*278OPINION OF THE COURT
Per Curiam.Under a written agreement, defendant Buffalo Structural Steel Corp. (BSS) leased to plaintiff for a rental of $600 per year a small rectangular parcel of land for the purpose of erecting and maintaining an outdoor advertising sign. In March, 1979, defendant BSS leased two comparable parcels for outdoor advertising to defendant National Advertising Co. (National), each lease providing for rental of $1,500 per year and an eight-year term with an option to renew at the same rental for an additional eight years. In this action for damages and other relief, it has been established as law of the case in an order granting partial summary judgment to plaintiff against defendant BSS that the lease from defendant BSS to defendant National constituted a breach of the first option provision contained in the lease from defendant BSS to plaintiff. The order granting plaintiff partial summary judgment directed that the issue of damages against defendant BSS be tried. A bench trial of this issue as well as the issue of the liability of defendant National has been held. In a written decision, the court ruled that defendant National was not liable to plaintiff. With respect to plaintiff’s appeal contesting defendant National’s liability, we agree with the dissenter that there should be an affirmance and we adopt fully that portion of the dissenting opinion on that issue. At trial, plaintiff adduced proof in support of its contention that it was entitled to damages against BSS for the profits it would have received from the rental of outdoor advertising signs if it had been permitted to exercise the first option provision in its lease with defendant BSS and to enter into the March, 1979 leases between defendants BSS and National on the identical terms in those leases. In its decision, the court held that as a matter of law plaintiff was not entitled to recover lost profits but was limited to recovering the difference between the actual rental value of the lease and the rental reserved in the lease. Because no evidence of the actual rental value of the leases between defendants BSS and National was adduced, it awarded plaintiff nominal damages of $1 and plaintiff has appealed. The court denied plaintiff’s alternative request for equitable relief. There should be an affirmance.
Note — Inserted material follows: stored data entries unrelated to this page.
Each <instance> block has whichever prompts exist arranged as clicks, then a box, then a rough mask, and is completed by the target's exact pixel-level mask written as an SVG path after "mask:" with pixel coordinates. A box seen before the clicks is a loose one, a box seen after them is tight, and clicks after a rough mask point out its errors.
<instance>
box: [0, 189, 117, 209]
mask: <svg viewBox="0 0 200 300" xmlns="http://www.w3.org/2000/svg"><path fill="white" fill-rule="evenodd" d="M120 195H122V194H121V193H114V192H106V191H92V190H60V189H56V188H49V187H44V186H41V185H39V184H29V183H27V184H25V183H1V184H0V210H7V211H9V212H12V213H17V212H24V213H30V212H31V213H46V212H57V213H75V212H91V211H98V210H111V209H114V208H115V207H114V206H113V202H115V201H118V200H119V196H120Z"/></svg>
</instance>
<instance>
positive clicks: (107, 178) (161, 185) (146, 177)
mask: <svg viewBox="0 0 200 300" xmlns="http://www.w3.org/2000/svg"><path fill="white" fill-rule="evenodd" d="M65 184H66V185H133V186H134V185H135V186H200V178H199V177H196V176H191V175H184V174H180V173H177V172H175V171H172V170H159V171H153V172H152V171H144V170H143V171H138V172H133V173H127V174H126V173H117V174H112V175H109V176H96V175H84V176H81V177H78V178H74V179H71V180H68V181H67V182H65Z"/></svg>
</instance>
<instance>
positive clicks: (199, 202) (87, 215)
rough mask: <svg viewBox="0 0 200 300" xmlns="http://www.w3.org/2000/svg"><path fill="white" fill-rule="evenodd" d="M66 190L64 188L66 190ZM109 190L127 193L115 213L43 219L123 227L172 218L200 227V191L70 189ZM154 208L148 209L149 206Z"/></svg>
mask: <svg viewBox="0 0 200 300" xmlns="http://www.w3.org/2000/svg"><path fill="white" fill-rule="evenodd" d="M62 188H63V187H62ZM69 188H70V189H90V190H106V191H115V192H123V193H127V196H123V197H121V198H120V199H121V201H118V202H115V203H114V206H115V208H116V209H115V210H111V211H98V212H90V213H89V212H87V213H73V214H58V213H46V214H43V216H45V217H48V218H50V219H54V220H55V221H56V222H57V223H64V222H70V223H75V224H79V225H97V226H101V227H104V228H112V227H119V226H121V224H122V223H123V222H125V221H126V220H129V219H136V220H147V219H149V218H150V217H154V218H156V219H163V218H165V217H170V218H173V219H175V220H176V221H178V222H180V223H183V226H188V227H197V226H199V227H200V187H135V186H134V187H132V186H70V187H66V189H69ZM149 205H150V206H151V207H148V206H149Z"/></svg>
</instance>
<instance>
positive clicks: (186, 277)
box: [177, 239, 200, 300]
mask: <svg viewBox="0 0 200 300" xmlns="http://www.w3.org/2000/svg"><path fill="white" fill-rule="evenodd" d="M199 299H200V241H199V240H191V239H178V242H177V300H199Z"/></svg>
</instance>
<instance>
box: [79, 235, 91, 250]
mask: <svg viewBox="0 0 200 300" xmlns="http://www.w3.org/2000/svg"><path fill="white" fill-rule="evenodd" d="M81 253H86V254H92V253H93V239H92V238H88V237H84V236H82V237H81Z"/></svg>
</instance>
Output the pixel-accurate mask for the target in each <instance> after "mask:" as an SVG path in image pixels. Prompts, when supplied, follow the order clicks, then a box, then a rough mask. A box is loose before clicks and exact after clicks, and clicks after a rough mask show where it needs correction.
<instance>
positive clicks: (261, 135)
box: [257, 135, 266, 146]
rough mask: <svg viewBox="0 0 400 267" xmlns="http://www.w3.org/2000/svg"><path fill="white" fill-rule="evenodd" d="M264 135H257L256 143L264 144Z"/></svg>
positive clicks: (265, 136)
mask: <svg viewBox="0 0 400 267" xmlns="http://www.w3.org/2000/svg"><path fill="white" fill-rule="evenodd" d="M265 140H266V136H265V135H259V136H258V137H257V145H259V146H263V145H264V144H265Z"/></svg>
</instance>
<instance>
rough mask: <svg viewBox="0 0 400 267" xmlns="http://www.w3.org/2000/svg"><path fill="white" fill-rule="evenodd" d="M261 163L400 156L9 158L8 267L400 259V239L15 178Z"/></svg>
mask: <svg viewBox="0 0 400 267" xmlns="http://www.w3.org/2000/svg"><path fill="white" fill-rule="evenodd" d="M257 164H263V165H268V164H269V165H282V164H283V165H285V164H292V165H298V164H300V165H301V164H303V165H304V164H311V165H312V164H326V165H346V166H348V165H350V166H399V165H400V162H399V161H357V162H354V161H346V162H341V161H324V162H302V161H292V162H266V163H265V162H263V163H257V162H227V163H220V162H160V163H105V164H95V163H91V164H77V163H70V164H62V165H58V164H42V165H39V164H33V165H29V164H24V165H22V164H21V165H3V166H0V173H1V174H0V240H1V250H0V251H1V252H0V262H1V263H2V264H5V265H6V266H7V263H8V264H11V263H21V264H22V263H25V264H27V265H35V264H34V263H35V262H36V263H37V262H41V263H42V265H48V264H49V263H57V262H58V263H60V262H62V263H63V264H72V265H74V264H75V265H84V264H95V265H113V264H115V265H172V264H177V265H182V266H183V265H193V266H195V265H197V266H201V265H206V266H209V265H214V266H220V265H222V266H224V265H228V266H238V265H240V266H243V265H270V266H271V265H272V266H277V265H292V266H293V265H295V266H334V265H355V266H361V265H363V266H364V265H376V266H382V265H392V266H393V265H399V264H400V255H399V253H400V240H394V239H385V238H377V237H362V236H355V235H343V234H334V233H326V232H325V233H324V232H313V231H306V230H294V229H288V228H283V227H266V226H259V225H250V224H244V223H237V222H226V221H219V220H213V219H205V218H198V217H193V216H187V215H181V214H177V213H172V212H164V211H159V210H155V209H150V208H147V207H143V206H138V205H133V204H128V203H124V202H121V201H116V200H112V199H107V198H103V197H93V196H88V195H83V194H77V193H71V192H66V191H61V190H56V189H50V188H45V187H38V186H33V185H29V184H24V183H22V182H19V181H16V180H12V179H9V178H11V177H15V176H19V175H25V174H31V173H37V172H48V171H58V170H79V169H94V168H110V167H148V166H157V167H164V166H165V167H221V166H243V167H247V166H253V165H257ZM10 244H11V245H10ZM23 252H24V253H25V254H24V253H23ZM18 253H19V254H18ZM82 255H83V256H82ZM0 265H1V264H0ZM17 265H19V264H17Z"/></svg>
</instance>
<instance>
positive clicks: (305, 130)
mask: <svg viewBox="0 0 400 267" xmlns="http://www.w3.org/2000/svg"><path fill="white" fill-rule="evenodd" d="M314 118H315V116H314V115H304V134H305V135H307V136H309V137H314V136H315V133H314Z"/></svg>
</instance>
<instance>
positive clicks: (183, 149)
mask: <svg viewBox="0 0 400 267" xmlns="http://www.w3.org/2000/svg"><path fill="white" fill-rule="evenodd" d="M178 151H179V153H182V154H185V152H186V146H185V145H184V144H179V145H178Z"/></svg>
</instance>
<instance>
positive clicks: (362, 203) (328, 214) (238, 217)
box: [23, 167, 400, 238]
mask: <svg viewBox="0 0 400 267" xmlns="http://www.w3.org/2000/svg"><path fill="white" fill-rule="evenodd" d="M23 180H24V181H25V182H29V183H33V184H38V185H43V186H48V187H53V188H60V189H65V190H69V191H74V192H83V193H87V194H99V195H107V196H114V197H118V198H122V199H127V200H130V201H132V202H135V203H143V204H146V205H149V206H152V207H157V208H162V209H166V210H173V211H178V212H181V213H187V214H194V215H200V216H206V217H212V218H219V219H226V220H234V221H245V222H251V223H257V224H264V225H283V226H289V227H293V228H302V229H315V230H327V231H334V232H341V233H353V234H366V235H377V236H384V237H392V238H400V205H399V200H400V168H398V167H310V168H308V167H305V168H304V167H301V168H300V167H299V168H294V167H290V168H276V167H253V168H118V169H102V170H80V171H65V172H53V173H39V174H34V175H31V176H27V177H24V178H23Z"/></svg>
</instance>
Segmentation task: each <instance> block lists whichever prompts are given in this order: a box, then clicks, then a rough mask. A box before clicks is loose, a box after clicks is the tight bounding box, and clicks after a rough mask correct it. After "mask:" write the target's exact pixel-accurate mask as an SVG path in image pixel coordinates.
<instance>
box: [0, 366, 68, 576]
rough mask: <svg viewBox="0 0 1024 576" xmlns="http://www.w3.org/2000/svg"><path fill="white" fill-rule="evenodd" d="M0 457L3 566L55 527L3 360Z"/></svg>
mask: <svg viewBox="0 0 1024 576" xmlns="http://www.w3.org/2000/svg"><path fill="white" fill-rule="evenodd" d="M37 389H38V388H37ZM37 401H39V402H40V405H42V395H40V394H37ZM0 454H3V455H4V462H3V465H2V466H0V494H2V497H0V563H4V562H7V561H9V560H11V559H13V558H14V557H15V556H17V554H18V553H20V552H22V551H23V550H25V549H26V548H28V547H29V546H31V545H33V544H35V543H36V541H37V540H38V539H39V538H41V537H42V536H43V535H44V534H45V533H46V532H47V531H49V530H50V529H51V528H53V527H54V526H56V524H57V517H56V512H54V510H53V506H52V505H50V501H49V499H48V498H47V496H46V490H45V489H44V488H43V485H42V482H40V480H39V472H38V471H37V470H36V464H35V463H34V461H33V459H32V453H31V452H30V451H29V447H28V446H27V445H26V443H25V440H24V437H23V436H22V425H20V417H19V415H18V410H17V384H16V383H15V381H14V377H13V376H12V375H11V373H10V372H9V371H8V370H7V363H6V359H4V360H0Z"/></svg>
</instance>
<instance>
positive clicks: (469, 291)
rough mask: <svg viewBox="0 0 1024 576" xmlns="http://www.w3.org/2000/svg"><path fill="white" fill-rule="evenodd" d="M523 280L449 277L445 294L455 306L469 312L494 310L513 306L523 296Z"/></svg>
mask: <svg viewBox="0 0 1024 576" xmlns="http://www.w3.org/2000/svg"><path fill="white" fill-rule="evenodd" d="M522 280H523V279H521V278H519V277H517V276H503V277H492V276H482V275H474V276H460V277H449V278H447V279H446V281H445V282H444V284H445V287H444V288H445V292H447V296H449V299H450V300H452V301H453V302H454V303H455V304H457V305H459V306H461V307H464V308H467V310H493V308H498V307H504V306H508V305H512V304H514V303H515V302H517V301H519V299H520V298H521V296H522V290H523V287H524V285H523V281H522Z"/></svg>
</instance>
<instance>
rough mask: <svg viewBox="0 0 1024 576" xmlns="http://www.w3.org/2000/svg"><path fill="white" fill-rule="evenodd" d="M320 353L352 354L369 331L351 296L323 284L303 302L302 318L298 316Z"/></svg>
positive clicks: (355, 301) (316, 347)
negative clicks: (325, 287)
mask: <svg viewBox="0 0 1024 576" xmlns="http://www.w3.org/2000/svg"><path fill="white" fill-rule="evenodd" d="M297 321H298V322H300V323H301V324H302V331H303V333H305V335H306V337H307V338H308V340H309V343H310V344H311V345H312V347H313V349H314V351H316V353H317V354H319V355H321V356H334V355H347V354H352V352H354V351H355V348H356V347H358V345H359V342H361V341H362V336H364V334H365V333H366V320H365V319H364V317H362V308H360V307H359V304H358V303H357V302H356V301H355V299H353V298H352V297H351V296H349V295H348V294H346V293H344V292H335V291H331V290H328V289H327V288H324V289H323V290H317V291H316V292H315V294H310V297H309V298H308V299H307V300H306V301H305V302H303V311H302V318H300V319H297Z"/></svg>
We agree with the view expressed in the dissent that the fact that a tenant has not taken possession of a leasehold should not, as a matter of law, preclude the tenant from recovering lost profits for breach of a lease. Nevertheless, in any action for breach of contract, including a lease, the defendant may only be *279held responsible for such damages “as may reasonably be supposed to have been in the contemplation of both parties, at the time they made the contract, as the probable result of the breach of it” (Hadley v Baxendale, 156 Eng Rep 145, 151; see Spang Inds. v Aetna Cas. & Sur. Co., 512 F2d 365; Kerr S.S. Co. v Radio Corp. of Amer., 245 NY 284). On the record here we hold that at the time plaintiff and defendant BSS entered into their lease, the parties could not have reasonably contemplated that defendant BSS might be held responsible for loss of profit damages for breach of the first option clause to be computed under a suppositious lease, the terms of which could not, if ever, be known until some future time when plaintiff might negotiate a lease with a third party.
We find no merit in the cross appeal by defendant BSS. The judgment should be affirmed.